Job creation value
Just to clarify, I have no experience, academic background or deep understanding of economics. Apologies for such a basic question but I couldn't find a real answer.
I hear a lot about job creation:
- "This will create X jobs"
- "Losing jobs overseas"
- Etc.
I have trouble understanding the inherent value of the current amount of jobs to society. If jobs are lost together with the productivity they created then I get why there is a problem. For example: A factory was destroyed in a fire, the workers lost their jobs, and society lost the productivity of the factory. But if all other things remain equal, what is the value of a job? I'm going to add my very naïve analysis below to help illustrate my thinking.
Naïve interpretation
Let's say we have a country that has some people working right now. Suddenly 10,000 stopped working without affecting productivity. Maybe there was a temporary need that was filled or perhaps some technology made their jobs obsolete.
If current amount of jobs is an inherently positive thing, I should now be at a worse state than before. As I see it, I just got 10,000 potential workers. Modern humans, even not well trained ones, produce vastly more than they cost to support.

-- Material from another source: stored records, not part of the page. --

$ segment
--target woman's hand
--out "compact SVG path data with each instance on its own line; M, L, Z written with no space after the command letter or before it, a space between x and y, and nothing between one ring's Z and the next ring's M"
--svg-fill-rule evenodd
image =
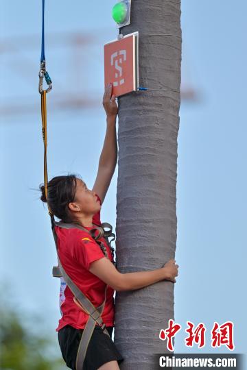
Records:
M178 275L178 264L175 264L175 260L169 260L162 267L164 269L165 279L176 282L175 277Z
M112 95L113 86L111 84L106 85L103 96L103 106L108 117L116 117L118 112L115 95Z

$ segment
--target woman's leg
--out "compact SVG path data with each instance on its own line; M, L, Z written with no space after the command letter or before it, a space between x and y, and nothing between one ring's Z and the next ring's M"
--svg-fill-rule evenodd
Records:
M106 362L100 367L98 367L97 370L120 370L117 361L109 361Z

I can certainly understand that it can be traumatic to lose your job but that's an argument for job stability or something, not job creation.
The argument that all those people are not retrainable at all, seems a bit far-fetched. They can't all be 60 year olds who trained their entire life in this field and are uneducated in absolutely anything else. And if that was the case, it would be better treated as a surprising early retirement. Tragic for people who weren't prepared, yes, but a completely different problem.